The different countries are marked out with surprising accuracy and detail, - Persia being represented by turquoises, England by diamonds, Africa by rubies, and so on, the sea being of emeralds.

The museum itself is about sixty feet in length by twenty-five feet broad, its ceiling composed entirely of looking-glasses, its parquet flooring strewn with priceless Persian rugs and carpets. Large oil-paintings of Queen Victoria, the Czar of Russia, and other sovereigns, surround the walls, including two portraits of her Majesty the Ex-Empress Eugenie. It would weary the reader to wade through a description of the Jade work and _cloisonne_, the porcelain of all countries, the Japanese works of art in bronze and gold, and last, but not least, the cut and uncut diamonds and precious stones, temptingly laid out in open saucers, like _bonbons_ in a confectioner's shop. The diamonds are perhaps the finest as regards quality, but there is a roughly cut ruby surmounting the imperial crown, said to be the largest in the world.

Though it was very cold, and the snow lay deep upon the ground, my stay at Teheran was not unpleasant. The keen bracing air, brilliant sunshine, and cloudless blue sky somewhat made amends for the sorry lodging and execrable fare provided by mine host at the Hotel Prevot. I have seldom, in my travels, come across a French inn where, be the materials ever so poor, the landlord is not able to turn out a decent meal. I have fared well and sumptuously at New Caledonia, Saigon, and even Pekin, under the auspices of a French innkeeper; but at Teheran (nearest of any to civilized Europe) was compelled to swallow food that would have disgraced a fifth-rate _gargotte_ in the slums of Paris. Perhaps Monsieur Prevot had become "Persianized"; perhaps the dulcet tones of Madame P., whose voice, incessantly rating her servants, reminded one of unoiled machinery, and commenced at sunrise only to be silenced (by exhaustion) at sunset, disturbed him at his culinary labours. The fact remains that the _cuisine_ was, to any but a starving man, uneatable, the bedroom which madame was kind enough to assign to me, pitch dark and stuffy as a dog-kennel.

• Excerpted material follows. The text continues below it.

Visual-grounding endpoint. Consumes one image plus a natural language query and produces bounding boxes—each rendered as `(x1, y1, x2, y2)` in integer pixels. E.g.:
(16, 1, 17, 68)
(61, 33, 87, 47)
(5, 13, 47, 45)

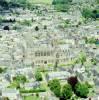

A long conference with General S - , an Austrian in the Persian service, decided my future movements. The general, one of the highest geographical authorities on Persia, strongly dissuaded my attempting to reach India _via_ Meshed and Afghanistan. "You will only be stopped and sent back," said he; "what is the use of losing time?" I resolved, therefore, after mature deliberation, to proceed direct to Ispahan, Shiraz, and Bushire, and from thence by steamer to Sonmiani, on the coast of Baluchistan. From the latter port I was to strike due north to Kelat and Quetta, and "that," added the general, "will bring you across eighty or a hundred miles of totally unexplored country.